Colleagues, family members, and leaders can be highly critical of our performance at times. 

Those who are somewhat less tactful and constructive let their criticism be known through complaints, eye rolls, and general negative statements. 

  • “You don’t seem to be able to finish your thoughts.” 
  • “The client didn’t seem engaged when you were presenting.” 
  • “You chew with your mouth open.”
  • “You were late again to the meeting.” 
  • “You didn’t deliver the tough message you said you would.” 
  • “That was not your best work.” 

Statements and complaints that lack actionability serve only to make us feel bad. In order to address whatever concern or evaluation others have, we need specific and actionable tactics to address the issue. 

One way to discover effective tactics while at the same time negating the deflating nature of a complaint is to ask the critic to become your coach. 

Turning the tables on those who complain is more than just a clever strategy.

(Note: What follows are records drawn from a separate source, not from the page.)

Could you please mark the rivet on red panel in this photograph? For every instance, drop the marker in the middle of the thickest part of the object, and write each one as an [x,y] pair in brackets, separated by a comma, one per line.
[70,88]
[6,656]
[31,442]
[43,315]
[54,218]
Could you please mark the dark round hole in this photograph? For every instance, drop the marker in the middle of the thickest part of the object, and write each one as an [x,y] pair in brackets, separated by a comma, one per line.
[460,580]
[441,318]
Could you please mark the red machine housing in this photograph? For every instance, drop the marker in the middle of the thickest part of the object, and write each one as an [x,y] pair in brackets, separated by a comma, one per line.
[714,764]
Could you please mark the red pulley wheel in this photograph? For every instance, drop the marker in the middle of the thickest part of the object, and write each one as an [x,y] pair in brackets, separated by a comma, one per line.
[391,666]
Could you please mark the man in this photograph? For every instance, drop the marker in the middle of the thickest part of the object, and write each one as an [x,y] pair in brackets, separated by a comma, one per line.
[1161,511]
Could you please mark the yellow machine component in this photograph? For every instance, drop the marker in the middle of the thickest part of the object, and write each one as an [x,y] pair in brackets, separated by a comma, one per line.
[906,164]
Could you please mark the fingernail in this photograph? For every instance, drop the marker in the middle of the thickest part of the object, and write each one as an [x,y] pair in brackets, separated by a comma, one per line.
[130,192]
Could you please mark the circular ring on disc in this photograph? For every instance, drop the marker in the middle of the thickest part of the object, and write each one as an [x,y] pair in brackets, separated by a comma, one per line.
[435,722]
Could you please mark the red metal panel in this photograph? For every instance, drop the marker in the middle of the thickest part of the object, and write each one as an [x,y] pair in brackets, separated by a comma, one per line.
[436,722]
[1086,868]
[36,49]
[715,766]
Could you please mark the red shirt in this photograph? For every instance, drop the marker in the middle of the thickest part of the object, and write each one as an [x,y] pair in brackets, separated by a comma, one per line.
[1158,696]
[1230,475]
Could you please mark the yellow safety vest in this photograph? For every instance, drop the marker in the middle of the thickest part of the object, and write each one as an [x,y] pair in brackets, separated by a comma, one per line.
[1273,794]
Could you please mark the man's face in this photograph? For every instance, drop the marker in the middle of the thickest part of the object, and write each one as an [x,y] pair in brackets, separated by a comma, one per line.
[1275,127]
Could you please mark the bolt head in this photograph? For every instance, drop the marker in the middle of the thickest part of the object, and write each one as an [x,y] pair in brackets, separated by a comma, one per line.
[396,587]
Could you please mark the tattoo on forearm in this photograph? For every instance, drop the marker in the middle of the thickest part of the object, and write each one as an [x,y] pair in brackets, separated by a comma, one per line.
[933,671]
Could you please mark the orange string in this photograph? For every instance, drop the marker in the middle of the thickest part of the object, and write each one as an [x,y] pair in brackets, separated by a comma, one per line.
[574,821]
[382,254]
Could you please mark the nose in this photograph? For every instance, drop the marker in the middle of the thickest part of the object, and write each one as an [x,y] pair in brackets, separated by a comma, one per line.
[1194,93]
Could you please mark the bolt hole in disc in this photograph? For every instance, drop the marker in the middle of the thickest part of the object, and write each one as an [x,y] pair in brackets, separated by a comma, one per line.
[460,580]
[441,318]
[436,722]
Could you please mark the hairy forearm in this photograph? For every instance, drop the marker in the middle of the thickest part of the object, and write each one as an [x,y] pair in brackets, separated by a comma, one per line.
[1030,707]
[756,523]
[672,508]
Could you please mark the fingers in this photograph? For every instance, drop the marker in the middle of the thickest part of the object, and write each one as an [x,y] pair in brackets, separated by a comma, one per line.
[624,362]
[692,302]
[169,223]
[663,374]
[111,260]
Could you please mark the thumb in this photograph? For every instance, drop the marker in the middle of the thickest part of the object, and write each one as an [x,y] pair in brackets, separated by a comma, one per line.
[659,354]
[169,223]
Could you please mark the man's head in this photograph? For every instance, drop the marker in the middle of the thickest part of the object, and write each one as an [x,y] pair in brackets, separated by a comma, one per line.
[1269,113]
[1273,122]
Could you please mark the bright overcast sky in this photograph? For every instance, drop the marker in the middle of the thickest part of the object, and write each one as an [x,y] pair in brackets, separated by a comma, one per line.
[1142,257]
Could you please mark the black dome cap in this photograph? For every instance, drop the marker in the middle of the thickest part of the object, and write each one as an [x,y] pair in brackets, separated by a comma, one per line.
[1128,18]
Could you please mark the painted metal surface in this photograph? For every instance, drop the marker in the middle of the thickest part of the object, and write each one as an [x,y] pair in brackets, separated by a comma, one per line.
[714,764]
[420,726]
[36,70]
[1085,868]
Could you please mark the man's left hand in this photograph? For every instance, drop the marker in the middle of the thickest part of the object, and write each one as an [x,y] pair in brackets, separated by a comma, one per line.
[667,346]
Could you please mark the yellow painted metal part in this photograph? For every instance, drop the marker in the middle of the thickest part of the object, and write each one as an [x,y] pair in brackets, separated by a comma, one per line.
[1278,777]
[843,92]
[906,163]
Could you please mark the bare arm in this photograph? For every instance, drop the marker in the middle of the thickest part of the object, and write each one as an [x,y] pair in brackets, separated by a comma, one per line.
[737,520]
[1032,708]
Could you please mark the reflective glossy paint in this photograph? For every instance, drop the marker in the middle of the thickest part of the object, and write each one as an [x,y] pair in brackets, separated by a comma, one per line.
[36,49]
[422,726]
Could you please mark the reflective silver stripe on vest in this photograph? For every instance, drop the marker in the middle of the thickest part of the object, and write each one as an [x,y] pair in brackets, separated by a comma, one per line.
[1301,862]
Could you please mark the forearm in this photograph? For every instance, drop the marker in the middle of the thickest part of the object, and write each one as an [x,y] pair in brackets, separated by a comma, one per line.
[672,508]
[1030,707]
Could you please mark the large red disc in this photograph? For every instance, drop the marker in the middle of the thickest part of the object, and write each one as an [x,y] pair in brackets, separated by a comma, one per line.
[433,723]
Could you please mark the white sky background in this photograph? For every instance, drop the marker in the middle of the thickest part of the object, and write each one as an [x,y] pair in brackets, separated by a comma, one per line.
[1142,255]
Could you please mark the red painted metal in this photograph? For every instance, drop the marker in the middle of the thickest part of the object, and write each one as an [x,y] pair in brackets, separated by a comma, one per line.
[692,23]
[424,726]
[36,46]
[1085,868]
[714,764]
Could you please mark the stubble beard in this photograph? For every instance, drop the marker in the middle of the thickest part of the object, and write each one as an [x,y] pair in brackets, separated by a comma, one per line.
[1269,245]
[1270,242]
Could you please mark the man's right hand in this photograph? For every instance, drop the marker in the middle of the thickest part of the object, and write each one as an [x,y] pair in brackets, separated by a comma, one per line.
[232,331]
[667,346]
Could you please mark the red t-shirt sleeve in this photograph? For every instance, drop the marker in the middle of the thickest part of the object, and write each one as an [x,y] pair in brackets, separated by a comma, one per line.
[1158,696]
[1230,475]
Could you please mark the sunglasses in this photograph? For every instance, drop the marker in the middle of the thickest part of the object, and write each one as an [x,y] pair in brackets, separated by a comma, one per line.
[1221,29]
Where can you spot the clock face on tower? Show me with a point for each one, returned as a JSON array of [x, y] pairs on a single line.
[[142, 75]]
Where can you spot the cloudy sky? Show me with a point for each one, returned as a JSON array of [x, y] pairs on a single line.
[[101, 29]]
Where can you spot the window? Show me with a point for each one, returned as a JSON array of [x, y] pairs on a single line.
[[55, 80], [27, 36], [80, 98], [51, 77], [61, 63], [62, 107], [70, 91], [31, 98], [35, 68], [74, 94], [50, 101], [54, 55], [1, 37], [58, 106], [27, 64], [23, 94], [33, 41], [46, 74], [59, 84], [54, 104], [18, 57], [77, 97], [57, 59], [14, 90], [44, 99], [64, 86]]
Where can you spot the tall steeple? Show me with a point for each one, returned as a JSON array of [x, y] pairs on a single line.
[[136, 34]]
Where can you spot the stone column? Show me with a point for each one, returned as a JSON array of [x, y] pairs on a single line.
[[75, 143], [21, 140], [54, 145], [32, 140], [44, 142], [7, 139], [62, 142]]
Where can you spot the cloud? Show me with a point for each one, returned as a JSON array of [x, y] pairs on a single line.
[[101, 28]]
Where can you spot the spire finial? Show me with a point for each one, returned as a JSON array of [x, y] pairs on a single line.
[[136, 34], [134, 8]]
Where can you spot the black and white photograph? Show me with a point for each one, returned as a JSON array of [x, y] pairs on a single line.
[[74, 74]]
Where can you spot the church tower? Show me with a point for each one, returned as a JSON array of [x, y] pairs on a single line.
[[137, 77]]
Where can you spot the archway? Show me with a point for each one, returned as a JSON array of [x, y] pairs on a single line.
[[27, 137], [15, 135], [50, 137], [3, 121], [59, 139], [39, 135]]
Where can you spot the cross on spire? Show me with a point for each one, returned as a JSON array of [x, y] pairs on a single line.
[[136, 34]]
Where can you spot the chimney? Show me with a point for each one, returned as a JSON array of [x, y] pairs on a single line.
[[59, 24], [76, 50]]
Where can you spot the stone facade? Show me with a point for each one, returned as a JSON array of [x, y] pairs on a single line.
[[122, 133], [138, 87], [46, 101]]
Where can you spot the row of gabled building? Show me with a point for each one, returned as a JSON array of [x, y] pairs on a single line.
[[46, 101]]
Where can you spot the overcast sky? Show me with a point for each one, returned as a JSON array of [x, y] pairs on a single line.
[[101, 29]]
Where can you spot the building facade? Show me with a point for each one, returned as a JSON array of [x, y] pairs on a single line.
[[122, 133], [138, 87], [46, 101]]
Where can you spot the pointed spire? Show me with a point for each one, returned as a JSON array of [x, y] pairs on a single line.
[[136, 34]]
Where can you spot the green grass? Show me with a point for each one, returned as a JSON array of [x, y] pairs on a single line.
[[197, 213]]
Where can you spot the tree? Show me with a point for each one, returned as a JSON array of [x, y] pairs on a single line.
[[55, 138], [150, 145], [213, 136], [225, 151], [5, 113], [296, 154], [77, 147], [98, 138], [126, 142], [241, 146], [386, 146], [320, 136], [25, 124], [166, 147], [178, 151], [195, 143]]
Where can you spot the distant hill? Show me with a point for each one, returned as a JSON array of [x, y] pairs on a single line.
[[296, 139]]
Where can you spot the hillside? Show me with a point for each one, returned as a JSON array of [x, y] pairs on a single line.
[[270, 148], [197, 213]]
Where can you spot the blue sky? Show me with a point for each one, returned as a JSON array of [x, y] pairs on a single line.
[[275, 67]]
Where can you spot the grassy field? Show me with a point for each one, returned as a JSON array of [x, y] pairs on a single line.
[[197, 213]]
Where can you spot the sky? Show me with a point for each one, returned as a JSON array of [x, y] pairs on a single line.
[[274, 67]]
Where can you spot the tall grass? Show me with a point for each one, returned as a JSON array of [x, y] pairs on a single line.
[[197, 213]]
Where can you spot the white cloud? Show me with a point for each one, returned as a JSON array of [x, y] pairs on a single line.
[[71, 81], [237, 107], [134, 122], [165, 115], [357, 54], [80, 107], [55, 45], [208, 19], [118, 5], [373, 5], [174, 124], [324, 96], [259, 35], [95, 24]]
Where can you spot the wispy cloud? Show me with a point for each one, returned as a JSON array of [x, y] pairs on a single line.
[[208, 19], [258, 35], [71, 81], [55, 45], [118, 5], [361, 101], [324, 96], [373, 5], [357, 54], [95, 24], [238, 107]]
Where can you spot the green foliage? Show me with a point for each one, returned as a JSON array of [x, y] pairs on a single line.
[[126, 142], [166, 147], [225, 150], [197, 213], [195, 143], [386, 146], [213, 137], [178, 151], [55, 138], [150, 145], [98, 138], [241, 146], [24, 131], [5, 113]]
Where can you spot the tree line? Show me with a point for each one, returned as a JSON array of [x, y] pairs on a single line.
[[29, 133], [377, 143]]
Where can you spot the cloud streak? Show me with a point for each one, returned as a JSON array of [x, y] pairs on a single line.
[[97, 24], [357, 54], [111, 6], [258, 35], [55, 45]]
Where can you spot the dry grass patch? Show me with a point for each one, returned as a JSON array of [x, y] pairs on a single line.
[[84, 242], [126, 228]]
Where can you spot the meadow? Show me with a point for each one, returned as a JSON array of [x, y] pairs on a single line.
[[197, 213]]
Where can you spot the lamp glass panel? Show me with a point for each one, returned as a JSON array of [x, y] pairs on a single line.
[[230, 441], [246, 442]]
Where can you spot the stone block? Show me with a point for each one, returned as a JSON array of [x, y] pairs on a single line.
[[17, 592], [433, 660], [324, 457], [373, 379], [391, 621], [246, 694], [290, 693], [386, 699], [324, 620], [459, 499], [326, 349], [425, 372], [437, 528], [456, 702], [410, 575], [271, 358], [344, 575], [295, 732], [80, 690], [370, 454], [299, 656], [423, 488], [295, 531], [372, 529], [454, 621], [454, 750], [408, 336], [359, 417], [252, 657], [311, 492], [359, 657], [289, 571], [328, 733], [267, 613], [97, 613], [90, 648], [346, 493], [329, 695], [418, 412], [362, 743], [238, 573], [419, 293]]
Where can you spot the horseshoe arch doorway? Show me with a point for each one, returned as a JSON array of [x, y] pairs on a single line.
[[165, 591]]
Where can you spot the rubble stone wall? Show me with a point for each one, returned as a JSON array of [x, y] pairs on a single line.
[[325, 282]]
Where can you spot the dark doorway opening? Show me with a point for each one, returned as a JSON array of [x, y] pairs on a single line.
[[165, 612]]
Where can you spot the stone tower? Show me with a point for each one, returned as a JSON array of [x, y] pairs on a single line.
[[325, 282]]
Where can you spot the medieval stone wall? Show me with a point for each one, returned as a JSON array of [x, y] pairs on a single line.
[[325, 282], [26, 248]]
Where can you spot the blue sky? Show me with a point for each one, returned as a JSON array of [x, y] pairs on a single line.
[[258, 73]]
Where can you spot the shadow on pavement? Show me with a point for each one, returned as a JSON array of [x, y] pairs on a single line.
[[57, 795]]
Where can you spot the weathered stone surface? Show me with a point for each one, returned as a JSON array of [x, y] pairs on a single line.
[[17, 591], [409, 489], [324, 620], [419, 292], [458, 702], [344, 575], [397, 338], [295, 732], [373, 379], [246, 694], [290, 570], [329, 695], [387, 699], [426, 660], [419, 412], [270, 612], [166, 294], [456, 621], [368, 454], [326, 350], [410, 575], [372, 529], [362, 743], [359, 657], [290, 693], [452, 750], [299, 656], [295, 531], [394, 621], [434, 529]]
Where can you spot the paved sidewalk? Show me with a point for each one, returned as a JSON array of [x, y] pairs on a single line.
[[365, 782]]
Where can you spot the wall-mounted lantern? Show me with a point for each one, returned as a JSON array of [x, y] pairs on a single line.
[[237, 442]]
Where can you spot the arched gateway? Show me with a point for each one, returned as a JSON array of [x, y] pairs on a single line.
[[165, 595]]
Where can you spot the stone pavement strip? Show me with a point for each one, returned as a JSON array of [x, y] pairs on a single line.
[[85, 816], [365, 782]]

Asking the critic to help you address the problem by providing clear and actionable steps requires them to own the problem with you. 

Saying, “Tell me exactly what I should do to correct this,” or “What steps do you advise for me to address this issue?” can turn a critic into a coach. 

Whether you follow their recommendations is another matter, but by flipping the script and asking them to coach you through the problem they have raised, you weaken their resolve to simply complain in the future. 

In essence, you teach them to be more thoughtful about how they offer general feedback and receive some practical advice in the process. Faced with your requests to guide you forward, they learn to stop offering broad criticisms and complaints and instead provide specific feedback.

No one enjoys the complaints and grating statements offered by critics. Stop living with them. Foster a more positive and useful dialogue by requiring those who judge you harshly to offer a specific solution to their complaint. 

Don’t let them get away with a broad and negative evaluation. Ask them what they suggest you do about it. Put them to work. Everyone will be better for it.